Warning: Don’t Look at The Moon

I woke with a hunger like I’d never felt before. Like I’d not eaten for days.

I’d slept really badly in the night and felt particularly freaked out from the intense, fever-like dreams I’d experienced. Viserale and violent, they had involved lavish meals of extravagantly rich food, huge joints of meat that I’d tucked into ravenously, tearing flesh from bone with a fevered intensity. There were sweetmeats and piles of bacon, and huge tomahawk steaks dripping in fat and deep red with bloody rarity.

Not such an odd dream to some of you I would imagine, but deeply disturbing for me because I’d been vegetarian for over 15 years.

The rest of my day went mercifully quickly. I tried to slake my hunger with some toast and coffee before heading out my apartment door into the ratrace of my commute to a boring office job in the city.

Things had changed a lot since the global pandemic that hit 3 years previously. Everyone now wore face coverings, no one talked or met outside anymore. We all just moved from one place to another, from home to covered walkway, to public transport, to place of work, and then the same in reverse. The constant presence of the armed forces causing the general atmosphere of these journeys to feel threatening and promote a sense of paranoia in everyone. Of course the persistent propaganda on display everywhere you look doesn’t help; “Be Vigilant. Be safe.”, “Obey the curfew. Stay Indoors” and the worst of all “Don’t look at the moon”.

That last one has never been satisfactorily explained to me, I mean, why would you not look at the moon for goodness sake? Admittedly It’s a lot harder to do now that we are all, by law, indoors after dark but it’s always going to be still visible out of windows and through skylights. Of course to combat this it’s become mandatory for everyone to cover their windows in a reactive polymer paint that goes opaque when the sun goes down. Conspiracy theories rampant on the internet claim a multitude of explanations for not viewing the moon. Some claim that the vaccines given to combat the viral pandemic causes some form of photophobia, that people become mad when exposed to the lower wavelength of moonlight. Like a Lunacy of old. Others say that some great disaster has befallen our moon and there is a global conspiracy to hide this from the world for fear that it would cause irreparable panic. My favourite is that nanobots in our bloodstream administered via the vaccination program malfunction on exposure to moonlight, turning us all into mindless zombies. As if that’s not what we’ve already become!

For my part I’ve been a good little citizen and kept my head down. Gone to work, home before the curfew, shut and locked all my windows and doors when the sirens sound. The only break in my routine has been a visit, about a month ago, to the local medical centre for a blood test to check on my iron levels. It’s an unfortunate side effect of my vegetarianism, no meat means finding other ways to put iron in my diet, being a celiac also doesn’t help, so I can’t just eat lots of pasta and wholemeal bread. They’ve now got me on a new trial of supplements to try and combat my anaemia. I must admit I am feeling a lot better, well I was until last night’s nocturnal visions of carnivorous pleasure that is.

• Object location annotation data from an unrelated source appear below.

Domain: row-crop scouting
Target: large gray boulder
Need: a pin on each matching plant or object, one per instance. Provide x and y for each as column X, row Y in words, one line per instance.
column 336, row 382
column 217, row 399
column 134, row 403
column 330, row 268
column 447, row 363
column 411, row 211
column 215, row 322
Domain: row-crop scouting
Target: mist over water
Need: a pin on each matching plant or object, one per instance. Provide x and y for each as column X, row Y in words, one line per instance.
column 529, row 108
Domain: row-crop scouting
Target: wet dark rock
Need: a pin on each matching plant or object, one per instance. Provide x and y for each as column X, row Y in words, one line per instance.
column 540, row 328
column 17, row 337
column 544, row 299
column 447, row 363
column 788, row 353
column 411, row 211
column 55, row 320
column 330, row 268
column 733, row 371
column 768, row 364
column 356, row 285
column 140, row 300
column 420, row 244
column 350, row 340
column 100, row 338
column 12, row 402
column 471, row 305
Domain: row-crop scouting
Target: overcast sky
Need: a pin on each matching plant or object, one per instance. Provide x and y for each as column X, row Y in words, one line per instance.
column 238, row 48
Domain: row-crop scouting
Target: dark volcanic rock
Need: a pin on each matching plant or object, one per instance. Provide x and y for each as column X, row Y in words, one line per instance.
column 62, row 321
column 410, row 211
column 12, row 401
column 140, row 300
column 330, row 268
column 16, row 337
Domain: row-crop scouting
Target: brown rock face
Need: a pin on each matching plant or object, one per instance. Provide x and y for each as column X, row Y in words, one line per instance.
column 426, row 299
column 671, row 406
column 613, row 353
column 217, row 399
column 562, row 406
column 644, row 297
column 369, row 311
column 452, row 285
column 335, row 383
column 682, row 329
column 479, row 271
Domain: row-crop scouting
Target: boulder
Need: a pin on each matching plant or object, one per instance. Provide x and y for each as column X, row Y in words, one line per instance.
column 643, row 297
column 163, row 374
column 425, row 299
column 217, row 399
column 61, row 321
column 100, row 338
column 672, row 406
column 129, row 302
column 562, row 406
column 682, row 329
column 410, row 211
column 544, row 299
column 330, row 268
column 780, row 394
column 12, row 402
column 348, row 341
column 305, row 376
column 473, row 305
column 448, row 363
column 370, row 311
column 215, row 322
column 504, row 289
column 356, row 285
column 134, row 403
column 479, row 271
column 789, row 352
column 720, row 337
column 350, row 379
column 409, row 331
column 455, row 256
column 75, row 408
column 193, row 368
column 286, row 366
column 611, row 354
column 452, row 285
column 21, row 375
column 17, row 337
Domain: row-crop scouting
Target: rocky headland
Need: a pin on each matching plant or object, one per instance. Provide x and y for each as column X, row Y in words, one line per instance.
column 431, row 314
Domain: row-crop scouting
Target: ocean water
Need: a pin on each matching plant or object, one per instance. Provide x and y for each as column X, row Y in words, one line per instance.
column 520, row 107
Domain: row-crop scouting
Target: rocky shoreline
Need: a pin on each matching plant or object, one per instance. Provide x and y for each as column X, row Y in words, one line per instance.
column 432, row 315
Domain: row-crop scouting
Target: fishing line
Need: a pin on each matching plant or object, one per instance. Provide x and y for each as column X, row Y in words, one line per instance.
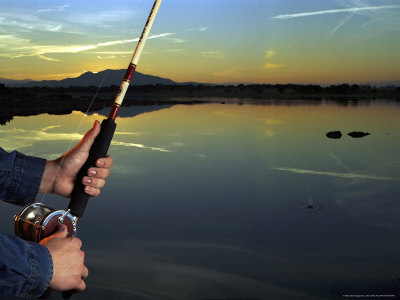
column 85, row 114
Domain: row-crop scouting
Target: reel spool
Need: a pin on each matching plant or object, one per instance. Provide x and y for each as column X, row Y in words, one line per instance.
column 38, row 221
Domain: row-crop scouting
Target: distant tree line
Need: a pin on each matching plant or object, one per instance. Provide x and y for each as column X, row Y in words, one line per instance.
column 259, row 91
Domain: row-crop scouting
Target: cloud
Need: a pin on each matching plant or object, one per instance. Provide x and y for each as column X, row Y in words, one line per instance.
column 117, row 143
column 336, row 174
column 341, row 23
column 212, row 54
column 273, row 122
column 273, row 66
column 269, row 53
column 333, row 11
column 42, row 50
column 54, row 8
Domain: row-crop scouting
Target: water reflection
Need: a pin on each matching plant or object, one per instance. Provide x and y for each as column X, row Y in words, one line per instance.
column 207, row 201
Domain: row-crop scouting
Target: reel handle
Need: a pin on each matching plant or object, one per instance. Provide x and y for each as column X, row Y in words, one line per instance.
column 99, row 149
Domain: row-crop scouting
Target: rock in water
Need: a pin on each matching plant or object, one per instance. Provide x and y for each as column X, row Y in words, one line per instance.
column 334, row 134
column 358, row 134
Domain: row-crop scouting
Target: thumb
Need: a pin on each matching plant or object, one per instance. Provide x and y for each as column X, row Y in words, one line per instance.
column 88, row 139
column 62, row 231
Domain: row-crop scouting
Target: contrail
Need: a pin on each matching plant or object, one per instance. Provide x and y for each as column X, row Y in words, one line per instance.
column 333, row 11
column 336, row 174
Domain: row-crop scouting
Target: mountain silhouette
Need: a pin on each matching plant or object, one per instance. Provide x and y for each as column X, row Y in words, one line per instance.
column 110, row 77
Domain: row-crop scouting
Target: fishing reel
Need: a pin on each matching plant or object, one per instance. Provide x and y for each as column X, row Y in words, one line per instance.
column 38, row 221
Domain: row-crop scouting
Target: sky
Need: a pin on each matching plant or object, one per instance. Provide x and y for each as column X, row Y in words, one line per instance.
column 210, row 41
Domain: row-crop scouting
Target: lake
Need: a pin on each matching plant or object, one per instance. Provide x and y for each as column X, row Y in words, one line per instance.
column 229, row 201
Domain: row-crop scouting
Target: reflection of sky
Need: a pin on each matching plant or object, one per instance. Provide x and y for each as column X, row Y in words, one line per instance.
column 205, row 201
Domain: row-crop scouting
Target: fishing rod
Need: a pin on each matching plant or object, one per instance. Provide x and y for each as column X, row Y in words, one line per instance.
column 38, row 221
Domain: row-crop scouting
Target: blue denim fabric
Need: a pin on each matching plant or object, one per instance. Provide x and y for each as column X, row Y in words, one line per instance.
column 20, row 177
column 26, row 268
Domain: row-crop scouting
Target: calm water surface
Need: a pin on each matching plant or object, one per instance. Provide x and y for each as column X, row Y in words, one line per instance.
column 205, row 201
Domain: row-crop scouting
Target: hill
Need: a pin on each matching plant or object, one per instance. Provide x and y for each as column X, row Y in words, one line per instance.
column 110, row 77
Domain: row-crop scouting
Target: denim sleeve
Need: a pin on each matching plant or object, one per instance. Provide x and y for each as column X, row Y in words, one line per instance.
column 20, row 177
column 26, row 268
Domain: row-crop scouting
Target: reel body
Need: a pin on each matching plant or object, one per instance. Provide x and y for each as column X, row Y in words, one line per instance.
column 38, row 221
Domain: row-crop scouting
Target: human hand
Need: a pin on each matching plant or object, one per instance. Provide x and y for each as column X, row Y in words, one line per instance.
column 68, row 261
column 60, row 174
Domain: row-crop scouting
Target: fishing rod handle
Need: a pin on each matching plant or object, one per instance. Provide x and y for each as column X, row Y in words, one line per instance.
column 99, row 149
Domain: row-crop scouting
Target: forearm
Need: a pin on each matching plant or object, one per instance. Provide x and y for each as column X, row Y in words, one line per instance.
column 48, row 178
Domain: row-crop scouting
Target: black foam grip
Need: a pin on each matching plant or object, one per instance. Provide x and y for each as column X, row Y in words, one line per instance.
column 99, row 149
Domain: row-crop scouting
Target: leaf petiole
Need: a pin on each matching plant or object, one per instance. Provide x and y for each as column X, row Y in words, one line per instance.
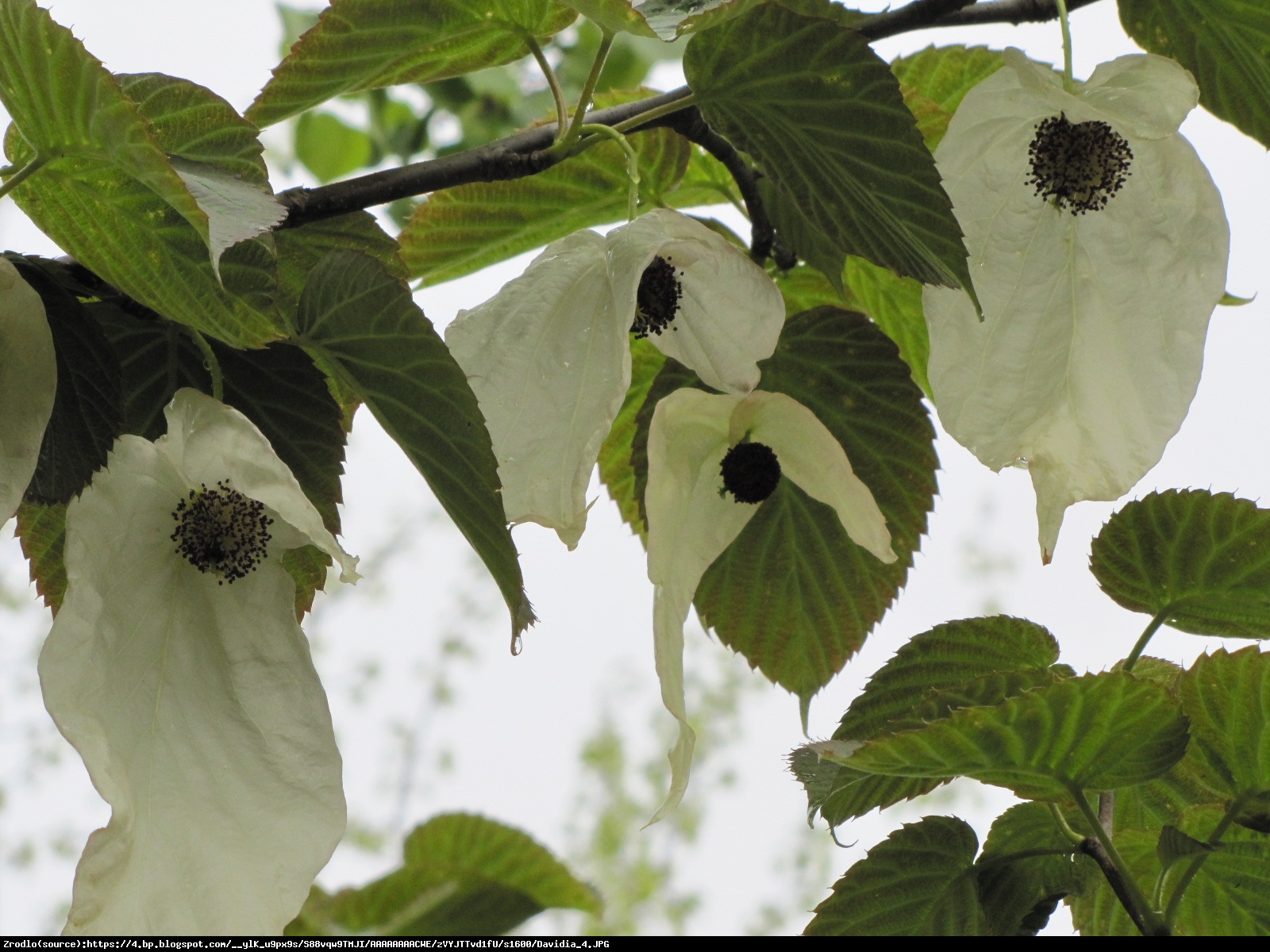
column 22, row 175
column 210, row 362
column 632, row 163
column 554, row 83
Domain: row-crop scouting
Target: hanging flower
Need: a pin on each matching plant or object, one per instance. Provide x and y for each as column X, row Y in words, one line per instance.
column 711, row 463
column 29, row 382
column 549, row 355
column 177, row 670
column 1098, row 245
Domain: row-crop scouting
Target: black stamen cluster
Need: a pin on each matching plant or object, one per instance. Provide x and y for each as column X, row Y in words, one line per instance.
column 1079, row 167
column 221, row 531
column 657, row 300
column 751, row 473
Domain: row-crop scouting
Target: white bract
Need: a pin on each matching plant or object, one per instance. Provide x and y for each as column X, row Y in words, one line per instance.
column 190, row 695
column 29, row 382
column 1094, row 323
column 692, row 520
column 549, row 355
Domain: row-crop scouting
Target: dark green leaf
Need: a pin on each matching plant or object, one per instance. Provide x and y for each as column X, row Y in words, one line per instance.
column 1099, row 731
column 465, row 228
column 1225, row 44
column 329, row 148
column 362, row 325
column 110, row 200
column 826, row 120
column 1199, row 559
column 42, row 532
column 937, row 79
column 463, row 875
column 1015, row 877
column 615, row 455
column 374, row 44
column 794, row 593
column 88, row 412
column 920, row 881
column 1227, row 700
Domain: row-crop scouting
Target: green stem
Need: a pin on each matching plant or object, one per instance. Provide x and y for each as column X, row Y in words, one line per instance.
column 1128, row 890
column 23, row 175
column 632, row 164
column 1143, row 639
column 1214, row 839
column 1068, row 80
column 214, row 366
column 554, row 82
column 657, row 113
column 588, row 89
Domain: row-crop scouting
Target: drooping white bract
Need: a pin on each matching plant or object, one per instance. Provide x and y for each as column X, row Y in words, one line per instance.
column 549, row 355
column 190, row 695
column 1094, row 323
column 691, row 520
column 29, row 382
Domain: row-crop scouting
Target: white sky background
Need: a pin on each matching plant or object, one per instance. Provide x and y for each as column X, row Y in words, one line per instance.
column 508, row 744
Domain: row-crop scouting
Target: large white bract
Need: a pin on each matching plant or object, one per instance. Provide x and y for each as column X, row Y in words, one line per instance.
column 29, row 382
column 549, row 355
column 691, row 520
column 194, row 704
column 1094, row 324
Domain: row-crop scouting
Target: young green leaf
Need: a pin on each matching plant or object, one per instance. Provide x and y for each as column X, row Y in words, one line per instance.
column 465, row 228
column 463, row 875
column 1227, row 698
column 124, row 226
column 370, row 44
column 793, row 593
column 825, row 118
column 1099, row 731
column 1198, row 559
column 918, row 881
column 88, row 412
column 361, row 324
column 1016, row 877
column 1225, row 44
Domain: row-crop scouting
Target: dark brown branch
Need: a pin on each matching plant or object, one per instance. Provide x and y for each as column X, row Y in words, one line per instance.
column 888, row 25
column 1094, row 850
column 692, row 126
column 525, row 152
column 512, row 158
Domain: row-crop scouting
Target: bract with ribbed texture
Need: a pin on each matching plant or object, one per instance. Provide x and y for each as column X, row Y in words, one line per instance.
column 1094, row 324
column 194, row 704
column 691, row 520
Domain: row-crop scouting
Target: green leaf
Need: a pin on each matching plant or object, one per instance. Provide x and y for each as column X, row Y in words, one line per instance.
column 1015, row 882
column 329, row 148
column 793, row 593
column 1099, row 731
column 362, row 325
column 1229, row 896
column 918, row 881
column 88, row 412
column 461, row 230
column 616, row 470
column 364, row 44
column 42, row 532
column 1199, row 559
column 895, row 305
column 1225, row 44
column 463, row 875
column 956, row 664
column 120, row 224
column 937, row 79
column 1227, row 698
column 825, row 118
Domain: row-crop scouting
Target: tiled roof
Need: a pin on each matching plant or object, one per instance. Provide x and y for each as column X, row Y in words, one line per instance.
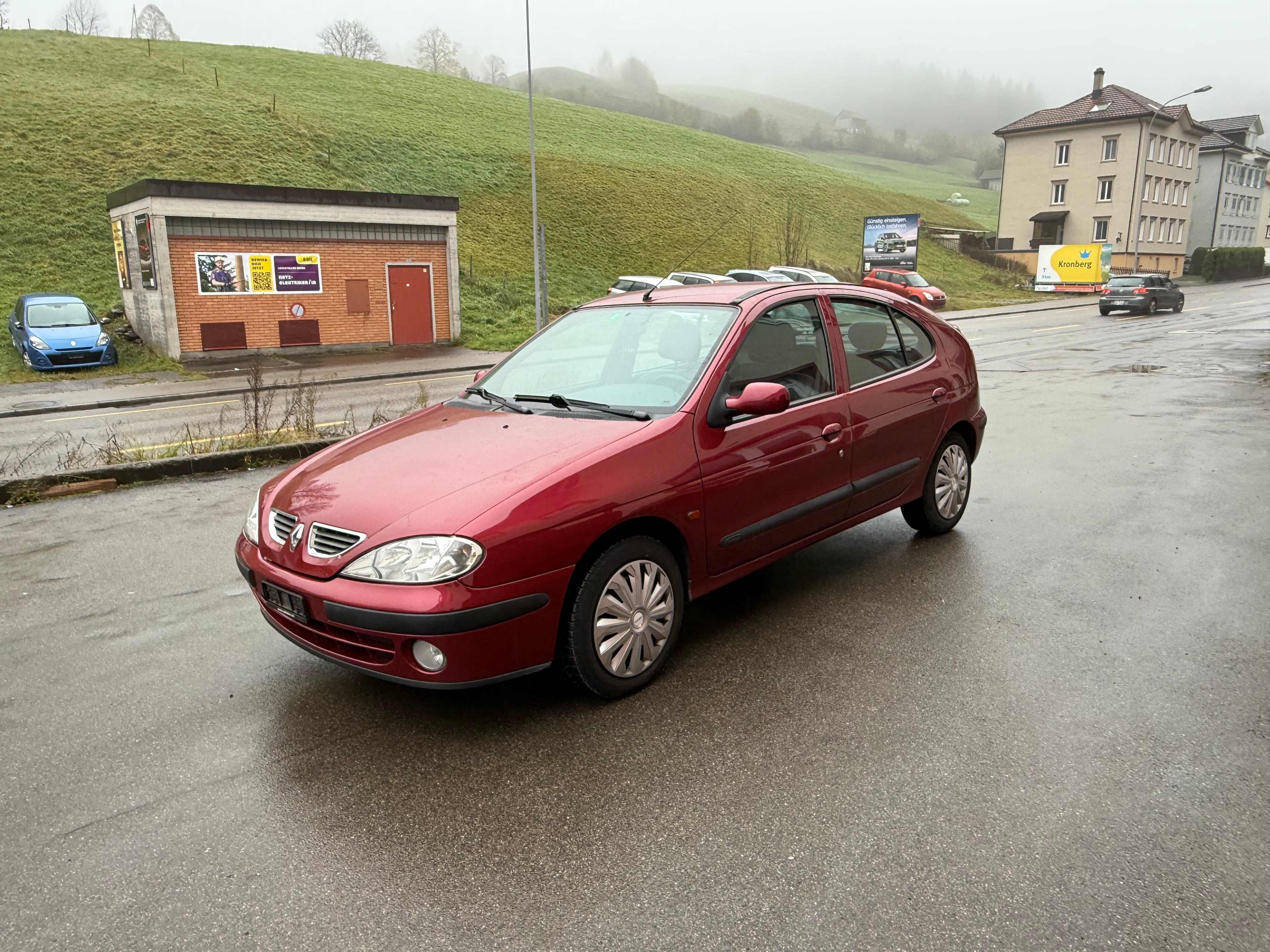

I eat a large dinner of rice and roasted veg, but despite this still feel hungry. As I clear away the dirty dishes I accidentally cut myself on a knife. Swearing at my stupidity I place my finger in my mouth without thinking, to clean the wound. My brain explodes with sensation and the next thing I know I’m on the floor, and my senses are turned up to 11. I get up and stumble towards the bathroom and too late, realise that I’ve left the skylight in the hallway open a small way. A beam of moonlight hits me full in the face and I almost pass out. The sound of my own heartbeat is drumming a reel in my head. I look down at my own arms and can feel the blood coursing through my veins and arteries. My skin suddenly feels alive, like a static charge is racing over the surface and I watch as each of my hair follicles starts to expand, thick brown hair pushing its way out everywhere I look. Soon my arms are covered in thick dark hair until only my palms are visibly hairless. My fingernails turn to claws and, as I fall forward until I’m on all fours like an animal, they scrape deep rents in the hallway carpet. I feel alive and immensely powerful, stronger than I’ve ever felt. The desire to be outside in the night air comes over me, but not as strongly as the desire to feed, to eat raw flesh and taste another creature’s blood in my mouth. I race for the front door and tear it away from the frame, bounding through it into the night air. I turn and look up. There, above me, is the moon, a bright white sphere hanging in a blanket of stars. I throw my head up and howl at the top of my lungs and am surprised to hear a reply repeated from somewhere in the distance. Another howl reports, then another and another, moving across the night like beacons being lit. I’m not alone out here in the moonlit night and the hunt is just about to begin.

I awake the next day after another fevered night of viscera and blood, my hunger from the previous day finally sated. I doubt i’ll be having any problems with anaemia this month, clearly the pills they gave me are doing their job.